“When I use a word,” Humpty Dumpty said, in rather a scornful tone,
“it means just what I choose it to mean — neither more nor less.”
“The question is,” said Alice, “whether you can make words mean so many different things.”
“The question is,” said Humpty Dumpty, “which is to be master — that’s all.”
– Through the Looking Glass
I must not be in my masterful mode today. I think synchronicity is the word I want, but lose my nerve and look up the definition. Always a mistake.
Synchronicity is a concept developed by psychologist Carl Jung
to describe a perceived meaningful coincidence.
““ Tech Target
Dagnab it. That’s not exactly it. I’m not perceiving any meaningfulness in this coincidence — I get that what’s going on is happening in me, not in the outside world — I’m just taking meaning from it for me.
So I dare the rabbit hole and try Google’s reverse word-look-up feature: What word means “taking meaning from repeated coincidental events”?
Baader-Meinhof is the phenomenon
where one stumbles upon some obscure piece of information
— often an unfamiliar word or name —
and soon afterwards encounters the same subject again, often repeatedly.
– Damn Interesting
But that’s not exactly it either. I’m definitely encountering the same subject again, but it’s not exactly obscure content, wouldn’t you agree?
Oh. Sorry. You really have no idea what I’m on about, do you? Let me ‘splain.
Seth Godin’s blog this week included a fabulous piece repurposing the “garbage in, garbage out” rule.

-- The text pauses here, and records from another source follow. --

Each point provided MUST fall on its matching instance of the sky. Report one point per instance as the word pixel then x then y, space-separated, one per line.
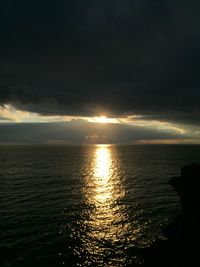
pixel 64 64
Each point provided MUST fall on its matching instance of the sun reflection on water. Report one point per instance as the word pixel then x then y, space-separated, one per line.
pixel 107 222
pixel 105 229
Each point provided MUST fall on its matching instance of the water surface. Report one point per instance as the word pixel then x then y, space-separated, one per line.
pixel 85 205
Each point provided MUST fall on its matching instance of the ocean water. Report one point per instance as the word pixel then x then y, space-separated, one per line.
pixel 86 205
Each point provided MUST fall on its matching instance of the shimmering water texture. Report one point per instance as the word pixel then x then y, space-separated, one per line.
pixel 87 205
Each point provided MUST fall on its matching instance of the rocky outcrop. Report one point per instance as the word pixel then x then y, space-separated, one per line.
pixel 183 236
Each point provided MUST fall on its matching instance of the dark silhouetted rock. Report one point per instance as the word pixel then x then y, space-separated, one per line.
pixel 182 246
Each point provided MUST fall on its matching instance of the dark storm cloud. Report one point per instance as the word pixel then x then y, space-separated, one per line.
pixel 78 57
pixel 79 132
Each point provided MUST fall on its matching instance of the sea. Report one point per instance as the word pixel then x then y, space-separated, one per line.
pixel 89 205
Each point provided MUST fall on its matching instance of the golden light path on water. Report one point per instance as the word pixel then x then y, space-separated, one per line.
pixel 107 230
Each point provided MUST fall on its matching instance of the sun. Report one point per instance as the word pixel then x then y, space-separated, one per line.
pixel 103 119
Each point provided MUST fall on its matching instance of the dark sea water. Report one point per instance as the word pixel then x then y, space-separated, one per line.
pixel 85 205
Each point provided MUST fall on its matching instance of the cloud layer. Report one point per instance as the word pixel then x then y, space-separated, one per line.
pixel 83 58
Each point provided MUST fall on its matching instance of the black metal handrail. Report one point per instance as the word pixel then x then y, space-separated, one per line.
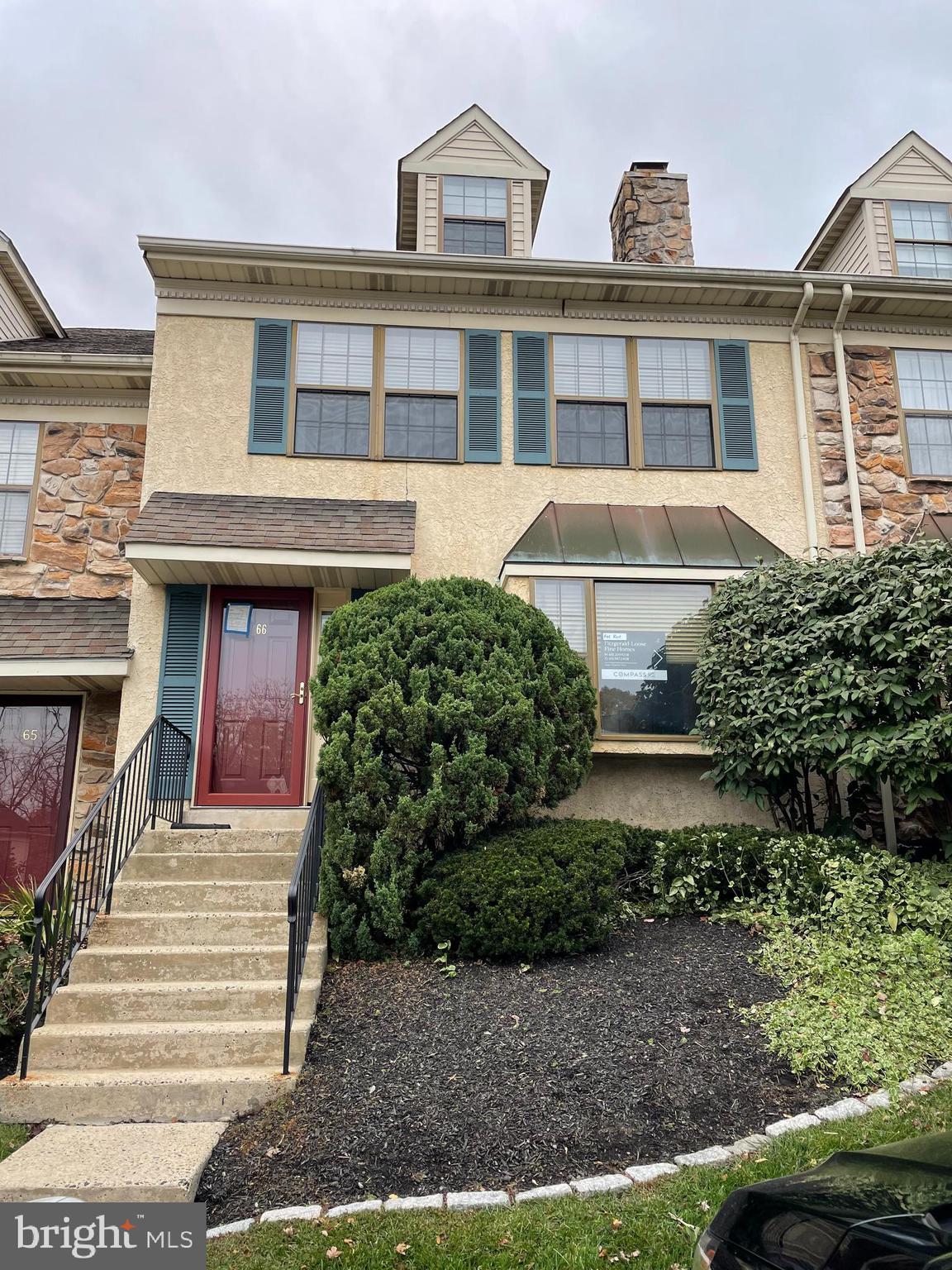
pixel 149 786
pixel 302 903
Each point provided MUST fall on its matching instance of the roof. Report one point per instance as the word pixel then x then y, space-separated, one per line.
pixel 601 533
pixel 291 523
pixel 886 178
pixel 23 284
pixel 183 265
pixel 107 341
pixel 61 629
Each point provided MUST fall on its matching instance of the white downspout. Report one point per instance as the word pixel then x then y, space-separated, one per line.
pixel 807 468
pixel 845 419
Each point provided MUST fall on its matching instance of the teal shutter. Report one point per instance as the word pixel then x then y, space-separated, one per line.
pixel 268 431
pixel 531 393
pixel 483 442
pixel 179 676
pixel 735 405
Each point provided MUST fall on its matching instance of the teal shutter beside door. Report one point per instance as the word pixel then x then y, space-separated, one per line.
pixel 269 388
pixel 180 673
pixel 531 398
pixel 735 405
pixel 483 442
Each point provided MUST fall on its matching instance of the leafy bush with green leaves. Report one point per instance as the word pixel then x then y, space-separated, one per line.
pixel 546 889
pixel 448 708
pixel 810 668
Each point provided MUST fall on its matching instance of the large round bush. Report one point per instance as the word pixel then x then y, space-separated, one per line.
pixel 536 892
pixel 447 708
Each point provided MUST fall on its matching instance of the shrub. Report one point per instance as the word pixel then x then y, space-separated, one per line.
pixel 831 666
pixel 448 708
pixel 536 892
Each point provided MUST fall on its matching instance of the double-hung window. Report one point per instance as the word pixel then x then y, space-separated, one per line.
pixel 923 238
pixel 18 470
pixel 475 211
pixel 677 403
pixel 333 370
pixel 592 393
pixel 421 386
pixel 926 397
pixel 646 639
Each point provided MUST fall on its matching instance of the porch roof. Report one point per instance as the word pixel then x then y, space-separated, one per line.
pixel 606 536
pixel 61 644
pixel 248 540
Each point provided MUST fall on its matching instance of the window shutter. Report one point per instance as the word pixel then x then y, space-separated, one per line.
pixel 269 388
pixel 483 416
pixel 735 405
pixel 531 355
pixel 182 662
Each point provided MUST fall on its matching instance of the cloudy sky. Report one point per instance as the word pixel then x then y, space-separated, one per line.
pixel 282 121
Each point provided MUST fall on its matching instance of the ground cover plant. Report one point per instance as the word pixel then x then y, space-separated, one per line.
pixel 656 1227
pixel 447 708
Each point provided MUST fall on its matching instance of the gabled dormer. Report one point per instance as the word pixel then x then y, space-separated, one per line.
pixel 470 189
pixel 897 218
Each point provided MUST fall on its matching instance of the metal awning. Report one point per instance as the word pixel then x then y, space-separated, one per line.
pixel 621 537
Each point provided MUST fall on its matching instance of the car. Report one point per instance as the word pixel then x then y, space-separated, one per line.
pixel 886 1208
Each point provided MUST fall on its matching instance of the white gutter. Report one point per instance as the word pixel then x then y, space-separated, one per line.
pixel 807 468
pixel 847 419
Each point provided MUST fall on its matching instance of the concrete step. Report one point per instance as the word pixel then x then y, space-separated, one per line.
pixel 220 840
pixel 155 930
pixel 217 897
pixel 179 963
pixel 144 1045
pixel 169 1002
pixel 210 867
pixel 121 1163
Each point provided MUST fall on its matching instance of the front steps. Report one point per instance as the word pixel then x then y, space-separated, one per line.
pixel 175 1010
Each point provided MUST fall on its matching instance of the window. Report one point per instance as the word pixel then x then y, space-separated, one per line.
pixel 475 211
pixel 926 397
pixel 593 432
pixel 333 357
pixel 418 362
pixel 18 469
pixel 923 236
pixel 672 375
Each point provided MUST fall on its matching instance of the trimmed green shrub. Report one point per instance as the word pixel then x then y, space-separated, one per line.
pixel 546 889
pixel 448 708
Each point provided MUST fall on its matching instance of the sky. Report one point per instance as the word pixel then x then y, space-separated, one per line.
pixel 282 121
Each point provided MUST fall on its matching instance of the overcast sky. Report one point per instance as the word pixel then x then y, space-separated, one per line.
pixel 282 121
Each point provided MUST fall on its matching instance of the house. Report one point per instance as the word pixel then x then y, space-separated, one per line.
pixel 73 427
pixel 607 440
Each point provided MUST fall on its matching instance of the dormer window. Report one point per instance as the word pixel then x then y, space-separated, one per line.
pixel 475 215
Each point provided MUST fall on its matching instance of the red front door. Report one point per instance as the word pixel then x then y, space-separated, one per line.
pixel 254 714
pixel 37 761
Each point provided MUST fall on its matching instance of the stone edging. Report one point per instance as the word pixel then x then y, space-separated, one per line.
pixel 634 1177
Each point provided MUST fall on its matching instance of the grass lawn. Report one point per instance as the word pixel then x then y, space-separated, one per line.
pixel 12 1135
pixel 656 1226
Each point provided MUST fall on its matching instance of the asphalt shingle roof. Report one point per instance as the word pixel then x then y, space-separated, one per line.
pixel 64 628
pixel 295 523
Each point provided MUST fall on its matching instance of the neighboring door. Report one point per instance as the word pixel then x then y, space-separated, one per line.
pixel 254 711
pixel 37 765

It’s one thing to make a sports car
that runs beautifully on smooth roads, perfect tires and premium gas,
but it’s a triumph of engineering to make one that runs beautifully all the time.
– Avoiding the GIGO trap
His proposed new mantra?
Garbage in, gorgeous out.
And look what I already had on my desktop! (If you’re not a Christian or even not much of anything, don’t be put off by the Jesus talk: You don’t have to believe in Jesus to have this knock your socks off.)
What Jesus did in his passion and death
was to transform bitterness and division
rather than to retransmit them and give them back in kind:
He took in hatred . . . and gave back love.
He took in bitterness . . . and gave back graciousness.
He took in curses . . . and gave back blessing.
He took in paranoia . . . and gave back big-heartedness.
He took in murder . . . and gave back forgiveness.
– Ron Rolheiser (edited for length; read the whole thing here)
Now if that isn’t “garbage in, gorgeous out,” I’m my Aunt Matilda. And I don’t have an Aunt Matilda.
But I’m still looking for the right word for my experience of linking these two inputs, so I scan down the search results.
the faculty or phenomenon
of finding valuable or agreeable things not sought for
– Merriam Webster
Now that’s nice: emphasizing the delight in unexpectedly finding something valuable, reinforced by finding it in more than one place. OK, I may have added a few bits to the strict definition, but I’m feeling more masterful by the moment.
Anyway, maybe it wasn’t entirely “not sought for.” Maybe I was searching. Because as soon as I linked the first two, my subconscious offered me a third.
Hey Jude, don’t make it bad
Take a sad song and make it better.
– Paul McCartney
So there it is: however phrased, however framed, definitely a valuable thing.